Yazılar

Dahi Bir At

Matematikçi Wilhelm von Osten 1900’lü yılların başında bazı hayvanların matematiksel işlemler yapabileceğini düşünüyordu. Düşüncesini ispatlayabilmek için bir at satın aldı ve onu bu konuda eğitmeye başladı. Bir süre sonra at, von Osten’in beklediğinden daha başarılı oldu. Bu sebeple Osten, ata “Akıllı Hans” ismini verdi.

Hans'ın Sahibi Wilhelm von Osten:

Atın kafasını bir kere sallaması “Evet” anlamına gelirken sürekli sağa sola sallaması hayır anlamına geliyordu.
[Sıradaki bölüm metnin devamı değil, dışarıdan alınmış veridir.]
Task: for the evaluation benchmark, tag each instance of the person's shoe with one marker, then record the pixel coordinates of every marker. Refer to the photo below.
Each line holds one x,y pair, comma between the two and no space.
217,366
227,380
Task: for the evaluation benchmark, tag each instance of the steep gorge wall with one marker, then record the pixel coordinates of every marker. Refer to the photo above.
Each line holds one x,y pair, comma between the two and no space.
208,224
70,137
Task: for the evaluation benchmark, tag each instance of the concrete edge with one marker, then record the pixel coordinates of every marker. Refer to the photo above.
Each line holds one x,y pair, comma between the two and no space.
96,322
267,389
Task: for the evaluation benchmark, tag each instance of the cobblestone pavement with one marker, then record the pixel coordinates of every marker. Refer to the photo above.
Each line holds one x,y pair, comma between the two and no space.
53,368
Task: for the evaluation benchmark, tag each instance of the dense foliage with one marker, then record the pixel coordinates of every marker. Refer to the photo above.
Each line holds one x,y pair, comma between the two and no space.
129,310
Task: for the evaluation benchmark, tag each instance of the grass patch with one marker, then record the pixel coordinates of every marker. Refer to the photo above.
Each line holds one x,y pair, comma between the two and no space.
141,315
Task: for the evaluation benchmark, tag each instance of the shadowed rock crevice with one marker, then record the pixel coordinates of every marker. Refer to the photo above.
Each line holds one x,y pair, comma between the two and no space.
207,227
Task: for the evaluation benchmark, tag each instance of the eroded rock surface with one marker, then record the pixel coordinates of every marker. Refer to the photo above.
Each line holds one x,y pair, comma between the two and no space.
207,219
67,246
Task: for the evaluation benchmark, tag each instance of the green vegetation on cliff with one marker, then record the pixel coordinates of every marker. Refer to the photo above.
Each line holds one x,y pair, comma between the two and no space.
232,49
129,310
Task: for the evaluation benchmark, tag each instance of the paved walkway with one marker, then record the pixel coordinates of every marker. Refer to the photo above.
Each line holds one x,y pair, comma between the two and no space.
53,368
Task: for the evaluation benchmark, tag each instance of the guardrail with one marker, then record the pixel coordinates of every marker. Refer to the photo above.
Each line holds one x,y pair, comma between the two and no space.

Ayrıca matematiksel işlemlerin sonuçları ayağının yere vurulma sayısıyla anlaşılıyordu.

Akıllı Hans toplama ve çıkarma işlemlerinde elde ettiği başarıdan sonra çarpma ve bölme işlemlerinde de başarı gösteremeye başladı. Birkaç senenin sonunda Wilhelm von Osten, Akıllı Hans’ın dört işlemin yanı sıra kesirli sayılarla işlem yapabildiğini, zamanı söyleyebildiğini ve notaları okuyabildiğini iddia ediyordu. Hatta Akıllı Hans’a Almanca öğrettiğini de belirtmişti.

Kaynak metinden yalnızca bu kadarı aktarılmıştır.